20th September 2022


There were a number of personal bests and a couple of national records for the Great Britain and Northern Ireland contingent at the IAU European Championships in Verona, Italy over the weekend.

Nine men (Damian Carr, Danny Hawkins, Alex Whearity, Rob Payne, Paul Maskell, James Stewart, Nathan Flear, Dan Lawson and Gareth Pritchard) and seven women (Joasia Zakrzewski, Jen Coleman, Jo Newens, Wendy Whearity, Cat Simpson, Ellie Eccles and Sophie Power) had qualified for the event with six named as scoring members before competition.

The women’s and men’s teams finished fourth overall in the team standings, with Joasia Zakrzewski and Daniel Lawson the top British finishers in fifth place.

The men had five athletes in the top 15 and the women had three athletes placed inside the top 22. Eight athletes set personal best performances, while Lawson set a British road record to move up to second on the UK all-time list, while Zakrzewski set a new British women’s record on any surface.

Zakrzewski ended the 24 hours covering 247.985 km which saw her finish as top Briton in the competition; Patrycja Bereznowska (POL) sealed the gold medal with 256.250km.

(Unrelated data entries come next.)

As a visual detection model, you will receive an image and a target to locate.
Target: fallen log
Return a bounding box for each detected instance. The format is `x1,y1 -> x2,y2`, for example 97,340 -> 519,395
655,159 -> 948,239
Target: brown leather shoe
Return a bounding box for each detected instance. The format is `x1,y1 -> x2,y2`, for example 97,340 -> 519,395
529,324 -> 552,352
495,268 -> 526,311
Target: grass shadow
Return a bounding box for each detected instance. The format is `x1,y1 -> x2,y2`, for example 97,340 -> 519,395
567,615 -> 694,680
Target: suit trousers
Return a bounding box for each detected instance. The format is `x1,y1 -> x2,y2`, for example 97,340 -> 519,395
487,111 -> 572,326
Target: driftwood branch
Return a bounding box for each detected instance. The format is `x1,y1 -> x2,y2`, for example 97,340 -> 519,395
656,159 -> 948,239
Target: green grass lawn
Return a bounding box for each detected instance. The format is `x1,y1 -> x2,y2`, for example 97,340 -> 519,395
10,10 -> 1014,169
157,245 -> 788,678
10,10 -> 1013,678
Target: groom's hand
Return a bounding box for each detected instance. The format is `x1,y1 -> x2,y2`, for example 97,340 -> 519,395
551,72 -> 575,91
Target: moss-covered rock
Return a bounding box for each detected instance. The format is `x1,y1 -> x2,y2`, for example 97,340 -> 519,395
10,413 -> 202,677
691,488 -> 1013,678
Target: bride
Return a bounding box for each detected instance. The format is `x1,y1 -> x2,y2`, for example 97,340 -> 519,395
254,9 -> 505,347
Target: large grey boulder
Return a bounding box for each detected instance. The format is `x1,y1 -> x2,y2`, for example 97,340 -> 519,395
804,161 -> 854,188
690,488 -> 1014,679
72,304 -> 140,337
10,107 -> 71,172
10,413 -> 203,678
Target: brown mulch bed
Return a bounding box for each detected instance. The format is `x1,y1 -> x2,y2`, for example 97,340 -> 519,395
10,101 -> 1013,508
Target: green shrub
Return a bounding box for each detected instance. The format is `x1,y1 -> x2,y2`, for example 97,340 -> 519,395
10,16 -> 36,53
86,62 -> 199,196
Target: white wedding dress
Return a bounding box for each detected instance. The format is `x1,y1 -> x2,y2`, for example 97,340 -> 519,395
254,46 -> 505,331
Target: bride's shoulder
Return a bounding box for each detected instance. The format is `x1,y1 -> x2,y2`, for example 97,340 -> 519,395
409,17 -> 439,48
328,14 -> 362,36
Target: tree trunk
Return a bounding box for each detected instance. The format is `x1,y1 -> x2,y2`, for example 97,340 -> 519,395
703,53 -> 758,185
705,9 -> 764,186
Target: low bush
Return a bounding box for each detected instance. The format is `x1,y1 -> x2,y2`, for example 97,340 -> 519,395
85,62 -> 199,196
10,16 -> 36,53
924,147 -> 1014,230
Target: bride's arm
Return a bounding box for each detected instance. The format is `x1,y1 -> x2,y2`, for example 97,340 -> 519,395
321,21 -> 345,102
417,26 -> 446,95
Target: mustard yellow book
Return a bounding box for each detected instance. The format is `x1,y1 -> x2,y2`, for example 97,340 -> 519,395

Ellie Eccles was the next British athlete in the standings with 222.557km which was a personal best for her, while Jen Coleman was one place further back in 22nd with 221.390km.

Sophie Power was 37th, Cat Simpson 63rd, Jo Newens 68th and Wendy Whearity in 75th.

Meanwhile, with Lawson’s British road record of 273.003km setting the standard for the British men after a superb performance, his teammates backed this up with several top order finishes. The team were in a close battle with Spain for the team bronze, but ultimately just fell short.

Danny Hawkins and Paul Maskell could not be separated as both revised their personal bests to 265.302km to take a share of seventh place in the overall standings.

Next for Great Britain and Norther Ireland was Alexander Whearity who achieved a personal best of 261.039km for 14th, while Damien Carr was one position further back with 260.367km.

Gareth Pritchard improved his PB to 246.413km in 28th, while Nathan Flear was 48th, James Stewart 54th and Robert Payne 55th.

Lithuania’s Aleksadr Sorokin set a world record on his way to winning European gold as he ran 319.614km in the 24-hour period.